1. Timing of cash flows: IRR does not consider the timing of cash flows, whereas NPV takes into account the time value of money by discounting future cash flows to their present value. This means that IRR may not accurately reflect the profitability of an investment over time, especially if the cash flows are unevenly distributed.

2. Scale of investment: IRR does not take into consideration the scale of the investment. For example, two projects with different initial investments but the same IRR may have significantly different NPVs. NPV considers the absolute value of the cash flows, which is useful for comparing projects of different sizes.

3. Reinvestment assumption: IRR assumes that any positive cash flows generated by the project will be reinvested at the project's IRR. However, this may not be realistic in practice. NPV, on the other hand, allows for different reinvestment rates, which can provide a more accurate assessment of the project's profitability.

4. Mutually exclusive projects: If a company has multiple investment options and needs to choose between them, IRR may lead to incorrect decisions.
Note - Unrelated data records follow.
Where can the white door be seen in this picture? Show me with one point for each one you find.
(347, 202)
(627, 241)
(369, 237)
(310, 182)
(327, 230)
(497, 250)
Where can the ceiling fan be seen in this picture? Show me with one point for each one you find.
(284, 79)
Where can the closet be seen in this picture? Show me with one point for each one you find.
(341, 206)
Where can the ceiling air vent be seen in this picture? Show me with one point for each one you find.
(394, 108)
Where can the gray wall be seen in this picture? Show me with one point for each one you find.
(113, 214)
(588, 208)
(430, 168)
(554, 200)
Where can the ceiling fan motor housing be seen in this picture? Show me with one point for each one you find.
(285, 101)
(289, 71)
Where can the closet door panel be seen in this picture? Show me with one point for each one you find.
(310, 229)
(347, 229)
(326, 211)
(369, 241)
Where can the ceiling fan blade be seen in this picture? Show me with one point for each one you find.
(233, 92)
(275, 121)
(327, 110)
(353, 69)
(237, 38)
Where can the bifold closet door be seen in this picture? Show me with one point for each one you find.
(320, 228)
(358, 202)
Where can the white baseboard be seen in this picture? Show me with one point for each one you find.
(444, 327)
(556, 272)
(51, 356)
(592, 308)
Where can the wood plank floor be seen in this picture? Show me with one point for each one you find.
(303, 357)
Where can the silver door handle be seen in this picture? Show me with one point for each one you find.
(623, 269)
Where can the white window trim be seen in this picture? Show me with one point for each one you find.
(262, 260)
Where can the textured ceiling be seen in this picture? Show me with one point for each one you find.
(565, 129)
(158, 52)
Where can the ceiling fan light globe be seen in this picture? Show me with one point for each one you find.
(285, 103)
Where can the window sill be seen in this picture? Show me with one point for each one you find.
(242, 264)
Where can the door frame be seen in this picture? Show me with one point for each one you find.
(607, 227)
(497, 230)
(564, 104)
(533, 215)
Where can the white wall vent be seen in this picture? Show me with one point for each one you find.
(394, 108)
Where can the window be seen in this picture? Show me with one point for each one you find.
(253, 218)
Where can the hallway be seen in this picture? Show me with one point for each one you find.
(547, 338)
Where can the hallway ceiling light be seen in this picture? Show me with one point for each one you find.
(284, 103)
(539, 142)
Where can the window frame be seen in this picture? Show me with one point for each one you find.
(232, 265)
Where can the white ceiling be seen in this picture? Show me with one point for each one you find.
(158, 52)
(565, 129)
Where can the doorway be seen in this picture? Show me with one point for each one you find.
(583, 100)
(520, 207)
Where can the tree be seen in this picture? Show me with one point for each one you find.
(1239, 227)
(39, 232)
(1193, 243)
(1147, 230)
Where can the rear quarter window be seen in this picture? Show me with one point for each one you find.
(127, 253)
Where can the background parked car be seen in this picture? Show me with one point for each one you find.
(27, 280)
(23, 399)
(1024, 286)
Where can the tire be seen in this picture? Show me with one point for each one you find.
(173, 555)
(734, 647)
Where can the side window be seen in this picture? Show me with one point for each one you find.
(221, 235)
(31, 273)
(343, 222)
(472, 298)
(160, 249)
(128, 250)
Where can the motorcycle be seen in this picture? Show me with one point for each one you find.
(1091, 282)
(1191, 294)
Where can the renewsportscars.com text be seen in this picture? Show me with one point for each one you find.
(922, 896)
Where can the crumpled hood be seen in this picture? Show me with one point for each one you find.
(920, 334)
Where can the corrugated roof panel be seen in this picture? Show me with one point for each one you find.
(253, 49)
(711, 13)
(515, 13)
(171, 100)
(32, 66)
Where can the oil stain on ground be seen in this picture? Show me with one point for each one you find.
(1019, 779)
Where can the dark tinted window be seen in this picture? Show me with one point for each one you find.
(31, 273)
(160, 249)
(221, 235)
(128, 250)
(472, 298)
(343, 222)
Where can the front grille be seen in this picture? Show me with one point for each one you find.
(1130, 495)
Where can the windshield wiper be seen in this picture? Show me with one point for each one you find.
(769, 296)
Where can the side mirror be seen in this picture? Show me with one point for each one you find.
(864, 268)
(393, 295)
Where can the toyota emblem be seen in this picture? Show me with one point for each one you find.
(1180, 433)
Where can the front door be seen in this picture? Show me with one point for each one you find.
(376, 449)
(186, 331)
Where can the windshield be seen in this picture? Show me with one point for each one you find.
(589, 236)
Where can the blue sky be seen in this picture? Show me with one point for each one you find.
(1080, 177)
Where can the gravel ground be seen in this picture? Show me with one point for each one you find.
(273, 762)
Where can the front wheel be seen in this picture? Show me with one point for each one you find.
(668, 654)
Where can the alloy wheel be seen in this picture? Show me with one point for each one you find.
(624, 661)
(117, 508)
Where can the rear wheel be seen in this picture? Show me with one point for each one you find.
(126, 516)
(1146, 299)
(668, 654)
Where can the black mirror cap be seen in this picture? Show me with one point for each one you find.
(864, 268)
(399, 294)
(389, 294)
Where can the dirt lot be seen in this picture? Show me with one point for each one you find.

This is because IRR assumes that cash flows from one project can be reinvested at the same rate as the IRR of another project, which may not be feasible. NPV, on the other hand, can help determine the best investment option by considering the absolute value of the cash flows.

In summary, while IRR is a useful tool for evaluating investment projects, it has limitations when compared to NPV. NPV takes into account the timing, scale, reinvestment assumptions, and allows for the comparison of mutually exclusive projects. Therefore, it is important for companies to consider both IRR and NPV when making investment decisions to ensure a comprehensive evaluation of the potential returns.